The SAT for language models, written in 57 subjects
A benchmark that tests whether your LLM actually knows anything, or just sounds confident.

What it does
MMLU is a multiple-choice benchmark spanning humanities, social sciences, STEM, and “other” — 57 subjects in total, from professional law to elementary mathematics. The repo provides evaluation code and a download link for the test data; the README also hosts a public leaderboard showing how major models score across categories.
The interesting bit
The leaderboard quietly reveals that scale isn’t destiny. Gopher (280B) trails Chinchilla (70B), and fine-tuned GPT-3 beats few-shot GPT-3 of the same size by ten points. The test draws from an earlier ETHICS dataset, suggesting the authors have been thinking about what we want models to know, not just what they can memorize.
Key highlights
- 57 subject areas, four broad categories, all multiple-choice — easy to score, hard to game
- Leaderboard includes results from GPT-2 through Chinchilla with clear few-shot vs. fine-tuned distinctions
- Evaluation code targets the OpenAI API, so it’s built for production-model testing
- Dataset and paper date to 2021; leaderboard updated with 2022 models (Chinchilla, Flan-T5)
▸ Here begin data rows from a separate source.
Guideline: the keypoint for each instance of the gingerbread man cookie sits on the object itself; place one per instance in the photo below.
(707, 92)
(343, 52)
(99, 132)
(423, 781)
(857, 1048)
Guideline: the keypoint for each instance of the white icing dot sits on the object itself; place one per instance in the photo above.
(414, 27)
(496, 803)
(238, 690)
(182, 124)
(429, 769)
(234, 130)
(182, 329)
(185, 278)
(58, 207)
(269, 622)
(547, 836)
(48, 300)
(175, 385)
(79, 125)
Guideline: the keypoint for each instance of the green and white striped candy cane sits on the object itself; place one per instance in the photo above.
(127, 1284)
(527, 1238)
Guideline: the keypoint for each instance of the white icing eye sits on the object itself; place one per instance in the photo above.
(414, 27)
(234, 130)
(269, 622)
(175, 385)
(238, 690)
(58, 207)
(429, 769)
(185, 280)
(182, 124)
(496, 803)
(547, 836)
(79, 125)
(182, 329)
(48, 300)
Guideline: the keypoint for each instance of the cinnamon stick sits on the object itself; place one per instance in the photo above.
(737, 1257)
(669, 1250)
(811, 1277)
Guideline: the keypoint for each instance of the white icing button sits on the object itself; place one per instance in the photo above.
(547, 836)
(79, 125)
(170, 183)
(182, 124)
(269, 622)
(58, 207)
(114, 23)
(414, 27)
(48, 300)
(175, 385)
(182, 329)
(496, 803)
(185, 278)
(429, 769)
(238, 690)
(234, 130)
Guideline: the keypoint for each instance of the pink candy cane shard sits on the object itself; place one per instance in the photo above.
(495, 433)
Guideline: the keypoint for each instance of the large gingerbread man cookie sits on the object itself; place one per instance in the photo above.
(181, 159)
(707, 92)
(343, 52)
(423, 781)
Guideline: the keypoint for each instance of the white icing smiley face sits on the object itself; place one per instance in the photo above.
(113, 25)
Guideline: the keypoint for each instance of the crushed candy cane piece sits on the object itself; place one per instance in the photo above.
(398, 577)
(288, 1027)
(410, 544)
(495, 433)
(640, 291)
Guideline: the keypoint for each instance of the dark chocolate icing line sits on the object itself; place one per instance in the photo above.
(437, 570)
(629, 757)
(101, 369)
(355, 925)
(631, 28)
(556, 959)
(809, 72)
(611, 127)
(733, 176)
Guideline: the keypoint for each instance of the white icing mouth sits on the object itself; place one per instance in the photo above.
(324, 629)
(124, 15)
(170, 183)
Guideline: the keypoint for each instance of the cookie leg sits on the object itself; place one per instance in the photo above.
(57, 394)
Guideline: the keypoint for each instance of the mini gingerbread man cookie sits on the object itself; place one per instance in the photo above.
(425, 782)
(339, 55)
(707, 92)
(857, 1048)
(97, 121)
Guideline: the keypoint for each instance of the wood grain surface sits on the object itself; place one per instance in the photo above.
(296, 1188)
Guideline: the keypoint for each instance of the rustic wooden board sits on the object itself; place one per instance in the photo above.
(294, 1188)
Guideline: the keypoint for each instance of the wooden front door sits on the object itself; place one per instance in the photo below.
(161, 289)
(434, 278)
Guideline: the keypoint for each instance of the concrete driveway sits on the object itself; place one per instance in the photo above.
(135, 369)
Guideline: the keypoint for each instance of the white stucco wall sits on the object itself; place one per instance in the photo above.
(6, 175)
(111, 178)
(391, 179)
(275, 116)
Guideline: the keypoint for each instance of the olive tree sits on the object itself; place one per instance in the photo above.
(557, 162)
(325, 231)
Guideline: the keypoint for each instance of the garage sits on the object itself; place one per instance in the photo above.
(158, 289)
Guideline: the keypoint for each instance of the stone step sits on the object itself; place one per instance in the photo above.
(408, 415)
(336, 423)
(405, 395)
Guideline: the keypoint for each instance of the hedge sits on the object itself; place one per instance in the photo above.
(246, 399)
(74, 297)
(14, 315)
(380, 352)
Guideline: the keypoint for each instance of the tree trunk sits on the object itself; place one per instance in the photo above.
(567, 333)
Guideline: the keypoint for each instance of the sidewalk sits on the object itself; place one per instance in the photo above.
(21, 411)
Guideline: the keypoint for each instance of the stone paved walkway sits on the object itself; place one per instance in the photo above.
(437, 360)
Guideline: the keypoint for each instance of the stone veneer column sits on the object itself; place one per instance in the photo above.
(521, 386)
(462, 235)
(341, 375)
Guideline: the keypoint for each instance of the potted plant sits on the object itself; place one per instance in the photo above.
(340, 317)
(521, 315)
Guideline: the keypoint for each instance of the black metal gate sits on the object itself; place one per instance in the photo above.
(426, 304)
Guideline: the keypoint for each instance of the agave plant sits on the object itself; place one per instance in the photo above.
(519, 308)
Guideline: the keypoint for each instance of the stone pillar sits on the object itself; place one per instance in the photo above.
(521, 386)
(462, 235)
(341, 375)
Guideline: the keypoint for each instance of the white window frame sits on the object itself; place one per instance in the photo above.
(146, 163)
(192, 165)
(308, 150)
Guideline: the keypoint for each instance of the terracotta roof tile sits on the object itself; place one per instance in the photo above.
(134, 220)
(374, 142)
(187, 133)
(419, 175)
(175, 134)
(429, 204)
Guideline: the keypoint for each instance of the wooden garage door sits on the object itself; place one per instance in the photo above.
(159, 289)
- Requires citation of both MMLU and the underlying ETHICS dataset
Caveats
- The repo itself is minimal: evaluation code plus a leaderboard, with actual test data hosted externally
- No code visible for the benchmark construction or subject taxonomy — just the scoring harness
Verdict
Grab this if you’re benchmarking LLMs and need a standardized, widely-cited baseline. Skip it if you’re looking for training data or novel evaluation methodology; this is a test, not a framework.